The buzz you could hear, the one that sounded a lot like a dentists' drill, was the sound of dozens of tattoo needs punching pigment into skin. The Tattoo Convention — which continues through today — is interactive, so in addition to seeing the latest in tattoo design from around the world, you can also get a new tattoo while a room full of strangers look on.

Annie Adamson, who grew up in Salt Lake City but now lives in Huntington Beach, Calif., is planning to get a new tattoo before the weekend is over, to add to her current body of work.

"It's a form of self-expression," Adamson, 24, says. "Some people paint. Some people write. I'm not talented in those ways." Instead she has what she says is her life story inked onto her arms, legs, back and stomach. "This arm is dedicated to my mom," she explains, pointing to the "Mommie's Little Monster" scene on her upper right arm. Her left arm has been adapted from a comic book called "Monsters in My Tummy" and features symbolic representations of emotions such as loneliness and betrayal. "It's all the stuff of getting your heart broken," she explains.

Adamson has already been featured in "Outlaw Biker Tattoo Review" magazine, as well as on a couple of tattoo documentaries and two other tattoo magazines. "My ultimate goal is to get a cover."

She also hopes to have a career in criminal psychology. "I'm a really good kid," she says. "I've never even had a parking ticket." Still, she knows what people think when they see a woman covered with tattoos: "I get followed around at the grocery store and the mall," and tourists in California point at her, she says.

There are limits to what she will do for art. "No hands, no throat, no neck," says Adamson. "I want to be able to wear a suit, for my mom. I can still put on a sweater set."

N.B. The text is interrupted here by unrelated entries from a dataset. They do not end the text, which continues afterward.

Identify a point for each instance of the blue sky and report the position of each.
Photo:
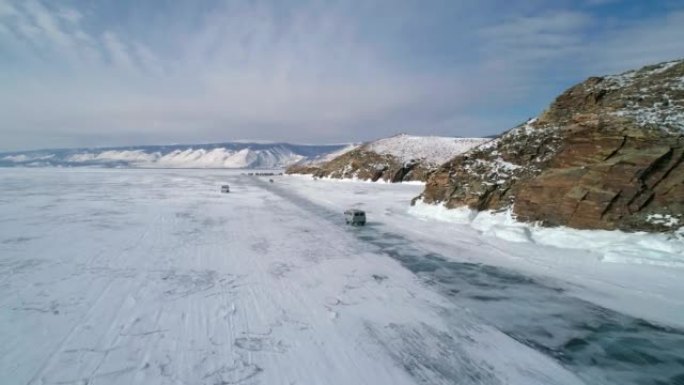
(122, 72)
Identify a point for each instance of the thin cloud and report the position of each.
(304, 72)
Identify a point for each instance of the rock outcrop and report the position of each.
(397, 159)
(607, 154)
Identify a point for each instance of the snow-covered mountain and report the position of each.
(434, 150)
(395, 159)
(218, 155)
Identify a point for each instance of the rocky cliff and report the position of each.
(396, 159)
(607, 154)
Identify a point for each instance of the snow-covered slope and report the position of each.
(431, 149)
(400, 158)
(221, 155)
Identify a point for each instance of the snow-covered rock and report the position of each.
(607, 154)
(399, 158)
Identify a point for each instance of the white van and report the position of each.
(355, 217)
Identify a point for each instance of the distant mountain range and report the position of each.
(215, 155)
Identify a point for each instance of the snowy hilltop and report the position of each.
(395, 159)
(607, 154)
(218, 155)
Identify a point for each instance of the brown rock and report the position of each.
(607, 154)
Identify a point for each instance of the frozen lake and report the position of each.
(154, 277)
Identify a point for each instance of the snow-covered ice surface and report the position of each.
(434, 149)
(609, 320)
(154, 277)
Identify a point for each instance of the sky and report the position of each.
(77, 73)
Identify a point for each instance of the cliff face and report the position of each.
(397, 159)
(607, 154)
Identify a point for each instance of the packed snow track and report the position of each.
(155, 277)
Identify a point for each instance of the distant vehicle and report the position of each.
(355, 217)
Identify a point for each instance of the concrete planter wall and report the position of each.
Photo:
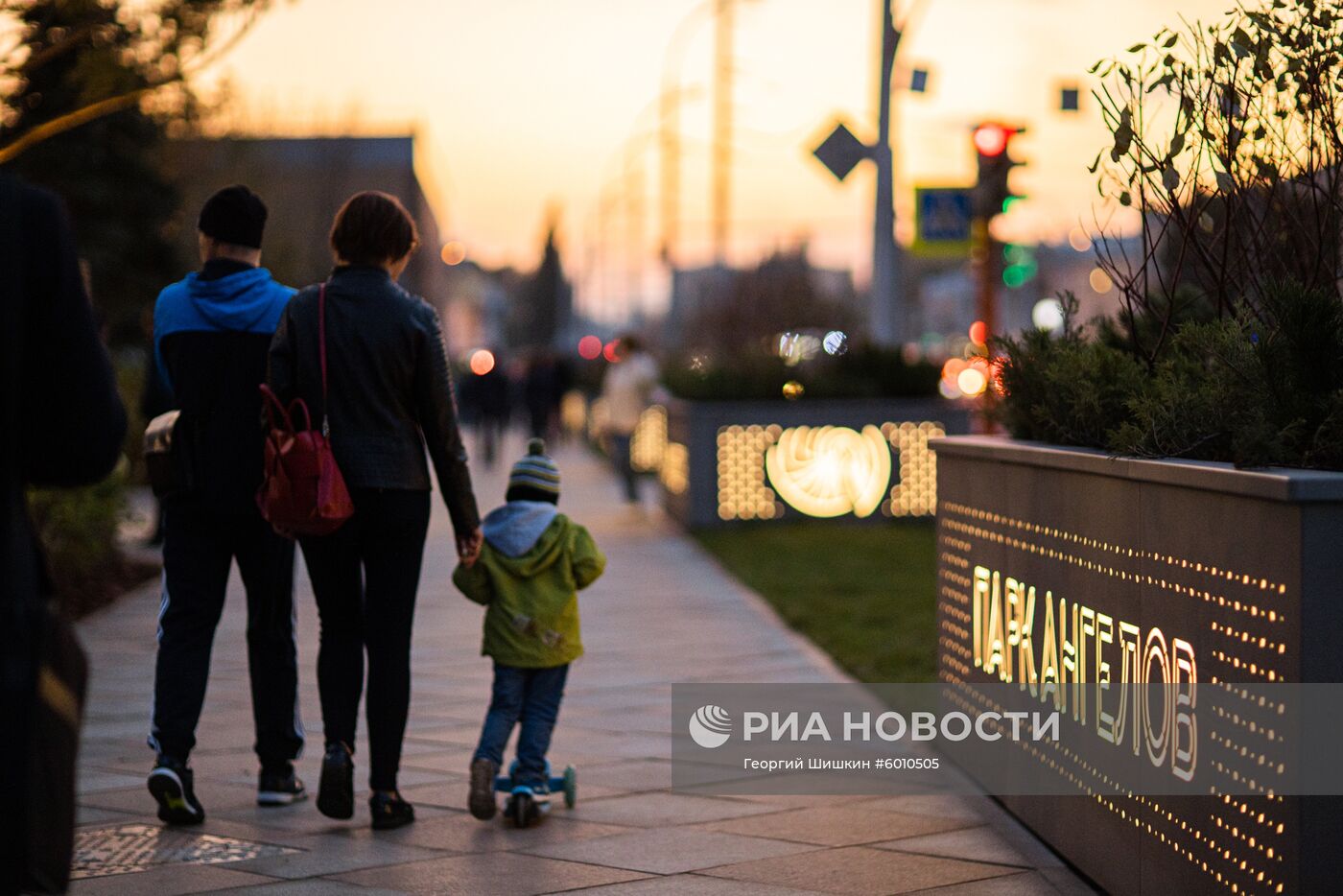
(1244, 566)
(728, 462)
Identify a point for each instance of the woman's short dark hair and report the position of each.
(373, 228)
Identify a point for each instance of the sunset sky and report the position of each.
(523, 105)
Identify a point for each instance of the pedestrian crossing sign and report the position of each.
(942, 222)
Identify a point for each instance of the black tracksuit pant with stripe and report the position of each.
(200, 544)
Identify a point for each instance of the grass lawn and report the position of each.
(863, 594)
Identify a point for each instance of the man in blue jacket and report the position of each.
(211, 339)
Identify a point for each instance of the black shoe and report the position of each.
(336, 790)
(279, 788)
(389, 811)
(171, 785)
(481, 799)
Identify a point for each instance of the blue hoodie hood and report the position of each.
(248, 301)
(513, 529)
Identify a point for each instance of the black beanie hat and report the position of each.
(234, 215)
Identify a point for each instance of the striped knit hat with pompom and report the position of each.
(534, 477)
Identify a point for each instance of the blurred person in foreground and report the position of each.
(626, 389)
(60, 425)
(212, 335)
(389, 398)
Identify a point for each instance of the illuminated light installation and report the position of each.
(745, 493)
(830, 470)
(916, 492)
(742, 492)
(648, 442)
(674, 473)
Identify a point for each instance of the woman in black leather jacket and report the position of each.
(389, 398)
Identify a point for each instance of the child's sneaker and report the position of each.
(481, 799)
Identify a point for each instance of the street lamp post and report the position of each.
(888, 309)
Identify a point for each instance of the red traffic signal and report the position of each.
(993, 138)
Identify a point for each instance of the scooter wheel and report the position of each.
(571, 788)
(524, 811)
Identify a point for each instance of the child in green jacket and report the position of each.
(533, 562)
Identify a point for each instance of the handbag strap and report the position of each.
(321, 351)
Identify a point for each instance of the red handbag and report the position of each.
(302, 492)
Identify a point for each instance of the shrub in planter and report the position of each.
(1229, 336)
(78, 533)
(1251, 389)
(865, 371)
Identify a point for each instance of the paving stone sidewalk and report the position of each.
(662, 613)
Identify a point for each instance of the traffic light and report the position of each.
(1020, 265)
(993, 194)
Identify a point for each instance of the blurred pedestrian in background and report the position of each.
(389, 396)
(212, 335)
(486, 403)
(543, 391)
(626, 389)
(60, 425)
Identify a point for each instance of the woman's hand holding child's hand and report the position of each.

Murray Kolentus, on the other hand, is fine with neck tattoos. But Kolentus, who is a tattoo artist at Big Deluxe Tattoo in Salt Lake City, admits that he has some tattoos burned on when he was younger that he wishes he didn't have now. His wife Melissa is in the same boat. "I wish I had waited," says Melissa, who got her first tattoo at 16.

On the other hand she likes the "Dad" tattoo on her upper right arm, and the "June bug" tattoo below it, in honor of her little girl. The Kolentuses agree, though, that June will have to wait until she's 18 to get her own tattoos, and then only if she gets good grades.